Does Having Kids Make You Happier?

November 21st, 2009

I can’t even begin to match the thinking and research that Bryan Caplan has done on the subject of kids and happiness (he’s writing a book titled Selfish Reasons to Have More Kids), but I can add my two bits, which generally support everything he says.

Short story, the research generally says “no.” Over large population samples, having kids makes people slightly less happy. But Bryan discusses a new (and very well-executed and convincing) study by Luis Angeles that contradicts that consensus.

The results in brief: overall, having two or three kids makes parents happier. Having one, two, or three kids makes married parents happier–but especially two or three.

This is totally in keeping with what I’ve said for a long time: The second kid makes parenting much easier, because single children want your constant and undivided attention, and it just gets wearing. My best piece of evidence is the wonderful line that one mother I knew reported from her child:

“Momma, look at me with your whole face!”
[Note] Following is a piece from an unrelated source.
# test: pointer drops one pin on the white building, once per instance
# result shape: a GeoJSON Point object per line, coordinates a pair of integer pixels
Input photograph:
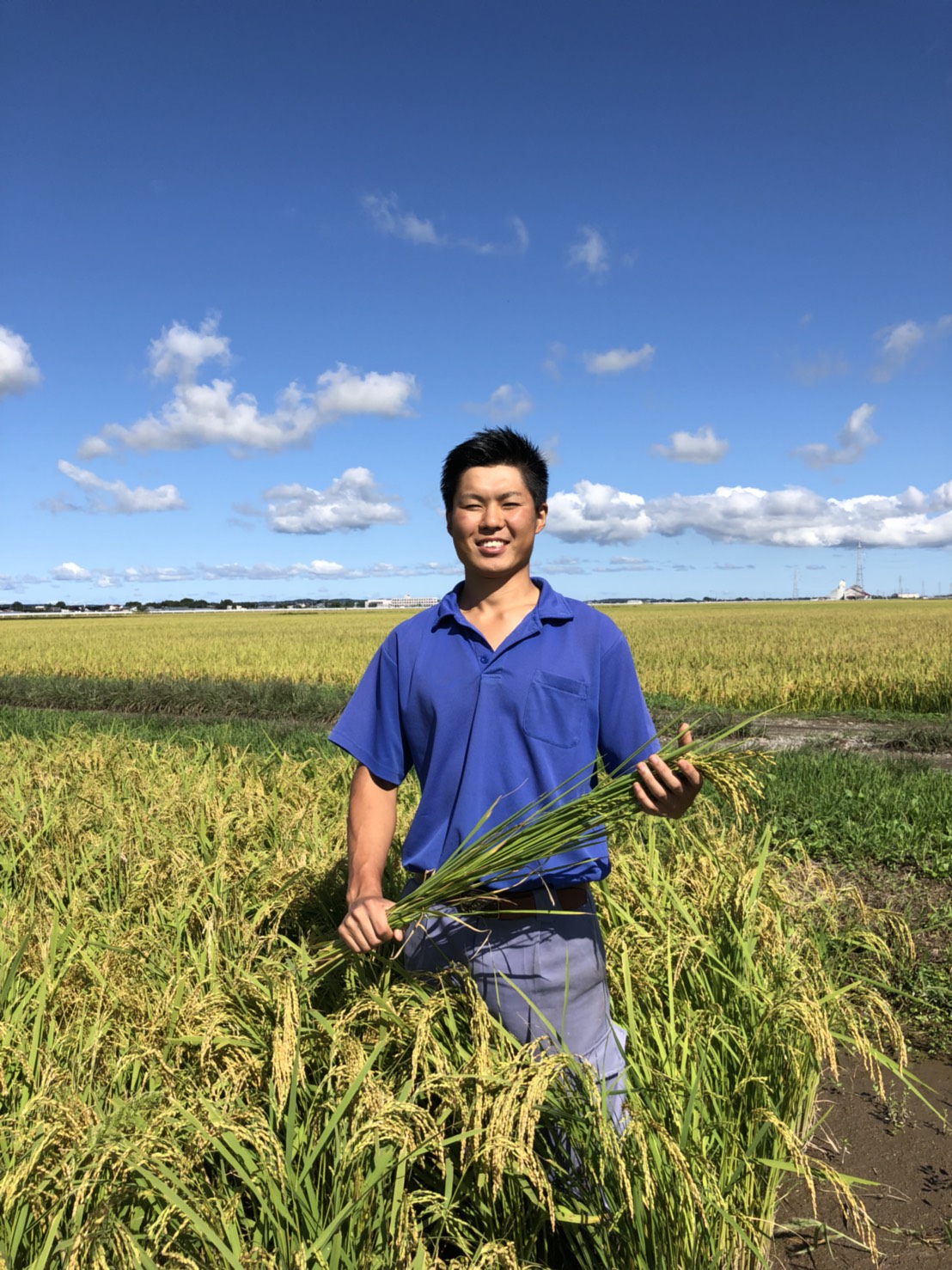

Kids are attention sponges/black holes. Two kids provide each other with much of the attention that each craves.

Angeles’ study supports this. A jump in reported life satisfaction (actually going from negative to positive for the full sample) comes when the second kid arrives. There’s another big jump with the third, then satisfaction drops with four or more.

Correlations Between Number of Children and Parents’ Reported Life Satisfaction (Fixed Effects)

Full Sample Married Couples
One child -0.027 (0.024) 0.017 (0.030)
Two children 0.009 (0.031) 0.074** (0.036)
Three children 0.059 (0.049) 0.197*** (0.057)
Four or more children -0.007 (0.094) 0.184* (0.105)

(*, **, and *** denote statistical significance at 10, 5 and 1% levels. Note that with one exception–widows with one child, which hit 10% significance–these married-couple results are the only ones in Table 4 with statsig below the 10% level.)

Hypothesis: having two parents provides a sufficient baseline quantity of adult attention (for three or fewer children), at which point the attention provided by one or two siblings goes a long way toward satisfying the the children’s (seemingly bottomless) attention needs/wants.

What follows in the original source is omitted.